It's worth quickly mentioning **database views**, which can prove a helpful means of storing the calculation logic for a query, without needing to store the materialised results at a point in time.

Take the query we just produced above for the speed offenders, for example. Paste your query into the cell below (removing the speed limit of 110, and any `order by` clause, if you have one), and you should be able to save your query in your localhost database for future reference as a _view_, not a table, titled "SimulatedSummary":

In [None]:
### TO DO
sql = """
drop view if exists SimulatedSummary;
create view SimulatedSummary as

/* INSERT QUERY HERE */

;
select * from SimulatedSummary limit 5
"""
query(conn, sql)

We could then call that view whenever needed, and apply any filtering as needed, for example recreating the speed offenders:

In [None]:
sql = """
select * from SimulatedSummary where speed > 110 order by speed desc
"""
query(conn, sql)

## 3. Indexes

As covered in the lecture and the tutorial slide deck, indexes can prove a helpful means of optimising the process of querying a database. Let's explore with some examples based on our work above, and see if we can assess the impact. Note that some indexes will already exist - try running the query below and consider its implications:

In [None]:
sql = """
select * from pg_indexes
"""
query(conn, sql)

### 3.1. Exploration

Complete the following tests in your pgAdmin window (making sure to begin with `set search_path to NSWFuel;`).

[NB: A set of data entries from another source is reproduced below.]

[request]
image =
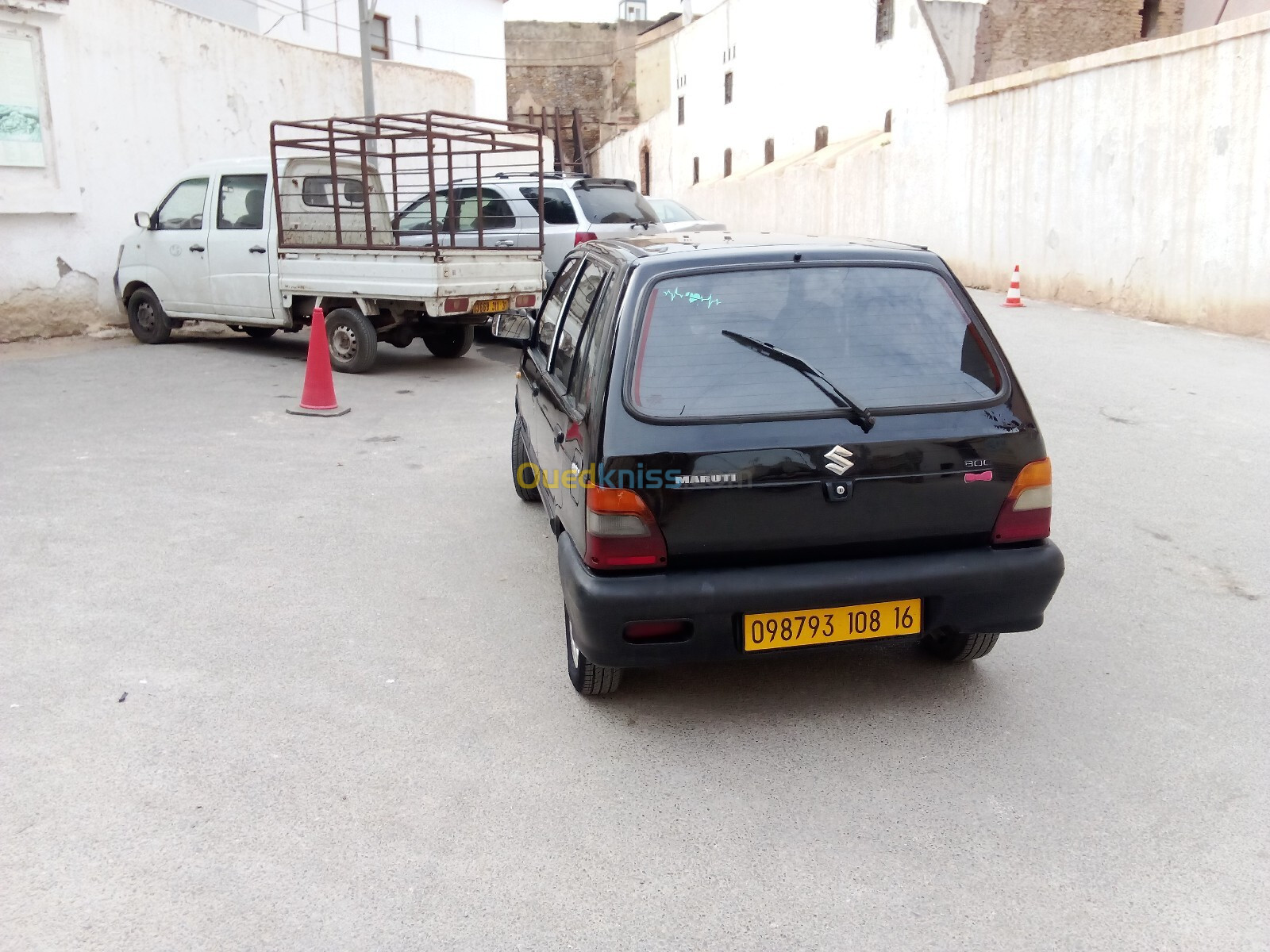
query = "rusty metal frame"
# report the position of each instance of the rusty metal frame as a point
(417, 154)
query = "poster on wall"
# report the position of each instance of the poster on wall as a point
(21, 133)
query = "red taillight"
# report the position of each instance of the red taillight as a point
(622, 532)
(676, 630)
(1026, 516)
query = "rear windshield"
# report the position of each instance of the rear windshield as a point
(614, 205)
(888, 338)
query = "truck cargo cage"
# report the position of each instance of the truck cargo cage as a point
(406, 183)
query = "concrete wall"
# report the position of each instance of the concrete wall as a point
(1136, 179)
(139, 92)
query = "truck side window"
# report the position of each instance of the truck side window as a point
(575, 323)
(183, 209)
(549, 317)
(241, 202)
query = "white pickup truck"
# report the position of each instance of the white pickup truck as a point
(258, 243)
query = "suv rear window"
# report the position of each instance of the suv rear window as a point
(887, 336)
(614, 205)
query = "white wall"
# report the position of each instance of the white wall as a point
(148, 90)
(471, 29)
(1136, 179)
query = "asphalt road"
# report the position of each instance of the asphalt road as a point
(348, 724)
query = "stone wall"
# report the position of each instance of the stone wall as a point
(1022, 35)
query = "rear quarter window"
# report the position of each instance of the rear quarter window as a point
(888, 336)
(614, 205)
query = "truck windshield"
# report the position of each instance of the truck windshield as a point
(889, 336)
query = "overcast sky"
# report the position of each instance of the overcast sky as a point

**Task 3a: Run each query below, one at a time, and observe the planning and execution times (write them down). Do they vary?**

In [None]:
statements = """
explain analyse select * from SimulatedDrivers where family_name = 'Jones';
explain analyse select count(*) from SimulatedDrivers where vehicle_year < 2005;
explain analyse select * from SimulatedTrips where extract(hour from stop_time) < 6;
explain analyse select * from SimulatedSummary where speed > 110;
"""

**Task 3b: Run all commands below, then return to each of the queries from above, again one at a time. Comparing the planning and execution times to what you previously recorded, have the indexes had much of an impact? Why might this be the case? Are any indexes redundant?**

If you'd like to drop the indexes to re-test the "before" state, use the second cell included below, which simply removes them.

You can also run the `VACUUM ANALYSE` command to clear cache, as needed.

In [None]:
indexes = """
create index simulated_surname_ind on SimulatedDrivers(family_name);
create index simulated_year_ind on SimulatedDrivers(vehicle_year);
create index simulated_trip_ind on SimulatedTrips(trip_id);
create index simulated_hour_ind on SimulatedTrips(extract(hour from stop_time));
"""

In [None]:
dropcommands = """
drop index if exists simulated_surname_ind;
drop index if exists simulated_year_ind;
drop index if exists simulated_trip_ind;
drop index if exists simulated_hour_ind;
"""

**Task 3c: Consider the impact data partitioning could have on a dataset of this nature. Give an example of a way in which partitioning could be applied, that would be of benefit to a query you can imagine of interest.**

In [None]:
# no code required

#### Complete!

That concludes this week's tutorial. We'll continue next week with an introduction to web scraping, as a segue into the world of semi-structured data. Enjoy your week!